MICHAEL DRAKE There was, of course, festival competition but even so it was disappointing that essentially popular works could only attract a relatively small audience to St Andrew's Hall.

MICHAEL DRAKE

There was, of course, festival competition but even so it was disappointing that essentially popular works could only attract a relatively small audience to St Andrew's Hall.

Perhaps that rather low-key support affected the orchestra leader (Frances Allright) after the opening pair of Stravinsky Suites for Chamber Orchestra, in which the woodwind in particular enjoyed themselves in the largely humorous pieces.

Mozart's Clarinet Concerto in A is a work which never seems to tire and Gorleston-born soloist Robert Plane immediately began to explore the range and dynamics of its inherent brightness in the opening Allegro.

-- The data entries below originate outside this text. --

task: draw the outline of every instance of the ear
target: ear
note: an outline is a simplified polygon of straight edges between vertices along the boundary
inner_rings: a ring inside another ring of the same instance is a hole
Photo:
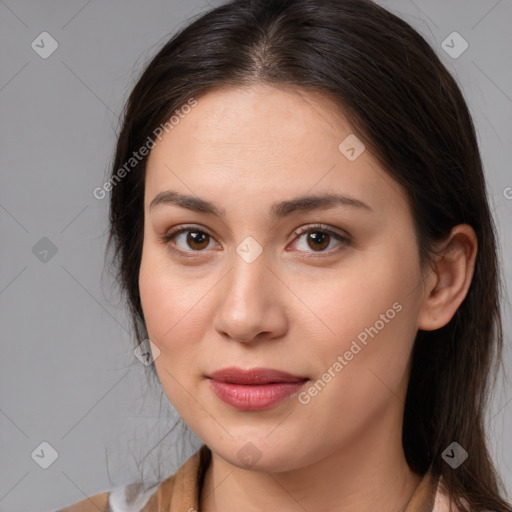
[[[418,329],[433,331],[452,319],[471,285],[477,250],[476,233],[468,224],[455,226],[437,244],[438,254],[424,281]]]

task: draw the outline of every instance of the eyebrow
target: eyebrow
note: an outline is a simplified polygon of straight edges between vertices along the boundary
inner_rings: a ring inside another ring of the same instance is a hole
[[[177,205],[195,212],[211,214],[221,218],[225,217],[225,211],[214,203],[201,199],[197,196],[180,194],[174,190],[166,190],[165,192],[157,194],[151,201],[149,210],[151,211],[153,208],[162,205]],[[270,216],[273,220],[277,221],[295,212],[323,210],[340,205],[373,212],[373,208],[371,206],[359,199],[344,194],[327,193],[321,195],[302,196],[274,203],[270,207]]]

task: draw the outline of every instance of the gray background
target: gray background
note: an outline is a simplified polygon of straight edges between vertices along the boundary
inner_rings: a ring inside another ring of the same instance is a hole
[[[461,84],[510,283],[512,3],[379,3],[419,30]],[[158,449],[172,474],[199,446],[192,437],[182,449],[179,436],[166,435],[175,413],[134,357],[127,313],[103,267],[108,198],[92,191],[105,182],[135,77],[178,26],[216,4],[0,0],[1,511],[55,510],[134,481],[136,459],[148,452],[142,467],[155,478]],[[43,59],[31,43],[45,31],[58,48]],[[469,44],[456,59],[442,47],[453,31]],[[503,309],[510,369],[510,305]],[[510,496],[512,392],[502,379],[488,423]],[[58,453],[48,469],[31,456],[44,441]]]

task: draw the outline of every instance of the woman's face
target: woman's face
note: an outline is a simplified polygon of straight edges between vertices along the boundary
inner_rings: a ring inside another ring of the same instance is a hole
[[[399,440],[424,294],[403,189],[320,94],[224,88],[186,110],[147,162],[139,276],[169,400],[239,467],[285,471]],[[168,191],[197,202],[150,207]],[[354,201],[295,203],[327,194]],[[299,380],[209,378],[229,367]]]

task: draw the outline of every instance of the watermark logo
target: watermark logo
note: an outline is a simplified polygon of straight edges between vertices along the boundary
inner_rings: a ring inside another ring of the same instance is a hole
[[[252,263],[263,252],[263,248],[252,236],[248,236],[237,246],[236,252],[246,263]]]
[[[262,453],[251,442],[245,443],[240,450],[238,450],[236,456],[238,460],[247,468],[251,468],[261,459]]]
[[[366,149],[366,146],[360,141],[353,133],[343,139],[338,146],[340,153],[347,159],[353,162],[361,153]]]
[[[160,349],[148,338],[139,343],[133,353],[144,366],[149,366],[160,356]]]
[[[32,247],[32,254],[41,263],[48,263],[57,254],[57,246],[49,238],[43,236]]]
[[[30,46],[39,57],[47,59],[59,47],[59,43],[48,32],[41,32]]]
[[[40,443],[30,454],[32,459],[43,469],[48,469],[59,457],[57,450],[46,441]]]
[[[453,469],[457,469],[468,458],[468,452],[454,441],[441,454],[441,457]]]
[[[468,42],[458,32],[452,32],[441,43],[441,48],[452,59],[458,59],[468,49],[468,47]]]

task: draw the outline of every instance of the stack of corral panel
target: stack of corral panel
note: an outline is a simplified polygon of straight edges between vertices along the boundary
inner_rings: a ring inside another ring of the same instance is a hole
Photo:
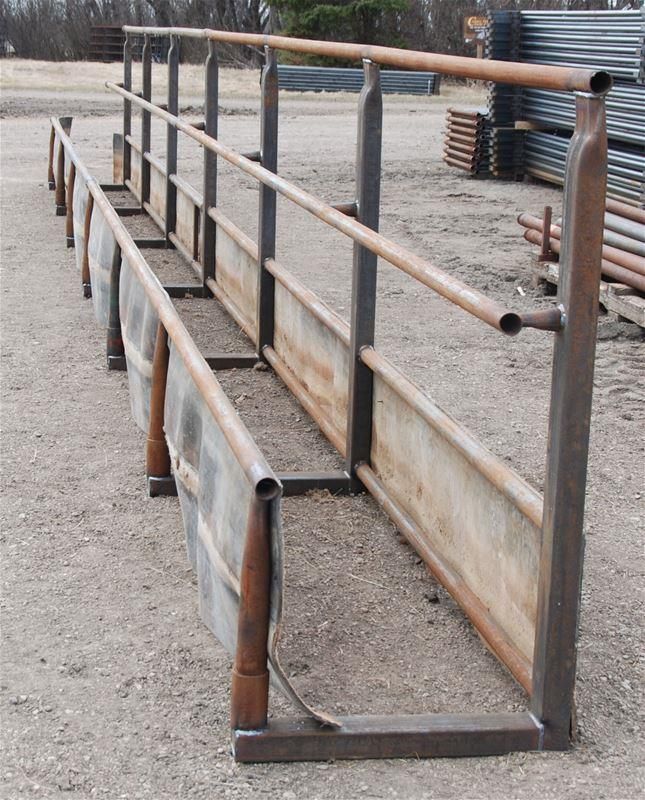
[[[472,175],[488,174],[490,126],[485,108],[449,108],[443,160]]]
[[[362,69],[278,65],[280,89],[293,92],[360,92]],[[440,76],[434,72],[381,70],[384,94],[439,94]]]
[[[607,195],[645,201],[645,11],[523,11],[520,60],[604,69],[615,84],[607,96]],[[523,89],[518,119],[527,132],[525,171],[561,183],[575,125],[567,92]]]
[[[607,96],[607,194],[643,205],[645,10],[493,12],[486,57],[607,70],[615,81]],[[561,183],[575,126],[574,95],[493,84],[488,102],[491,172]],[[517,123],[529,130],[517,130]]]

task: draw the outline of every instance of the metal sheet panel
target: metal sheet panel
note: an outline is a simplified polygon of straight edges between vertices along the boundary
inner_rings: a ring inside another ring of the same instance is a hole
[[[240,238],[247,238],[232,224],[231,228]],[[217,282],[251,326],[257,320],[258,265],[249,251],[255,247],[250,240],[248,248],[242,247],[221,225],[217,226]]]
[[[234,654],[242,559],[254,488],[172,344],[164,417],[188,558],[197,574],[200,614],[226,650]],[[321,721],[333,722],[333,718],[305,705],[280,667],[277,647],[282,620],[282,553],[278,498],[271,514],[271,676],[300,709]]]
[[[136,190],[138,198],[141,198],[141,153],[130,148],[130,180]]]
[[[388,493],[532,661],[539,528],[378,375],[373,414],[371,463]]]
[[[347,346],[278,281],[274,348],[344,435],[349,385]]]
[[[150,205],[166,218],[166,173],[154,161],[150,162]]]
[[[74,256],[76,266],[80,272],[83,267],[83,251],[85,249],[85,210],[89,191],[85,181],[78,177],[74,181],[74,197],[72,199],[72,211],[74,217]]]
[[[90,223],[88,259],[92,282],[92,305],[96,321],[104,328],[108,326],[110,313],[110,281],[112,269],[119,258],[119,247],[109,223],[94,205]]]
[[[130,387],[132,416],[147,433],[150,420],[152,359],[159,317],[127,259],[121,262],[119,314]]]
[[[175,221],[175,233],[179,241],[185,245],[192,253],[195,244],[195,233],[199,236],[199,227],[195,231],[195,211],[193,201],[185,192],[177,188],[177,219]],[[199,226],[199,222],[197,223]]]

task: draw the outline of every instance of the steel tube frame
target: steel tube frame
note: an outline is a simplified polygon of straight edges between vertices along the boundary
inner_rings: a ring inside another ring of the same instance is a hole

Conducted by John Traill, the orchestra – in particular the brass – was not as clear or sharp as it might have been here or in a free-flowing finale which framed a slow movement in which the soloist practically wrung from it a sighing melancholy.

Traill then elected for a pacey first movement to Beethoven's Pastoral Symphony No.6 and almost immediately the orchestra complied, girded up their musical loins and awakened feelings in accord with the movement's title.

Inhibitions then were largely cast aside in time for the fourth movement and a sole awakening Thunderstorm before a more happy feeling for the finale.

Not vintage but, in the end, a stirring performance.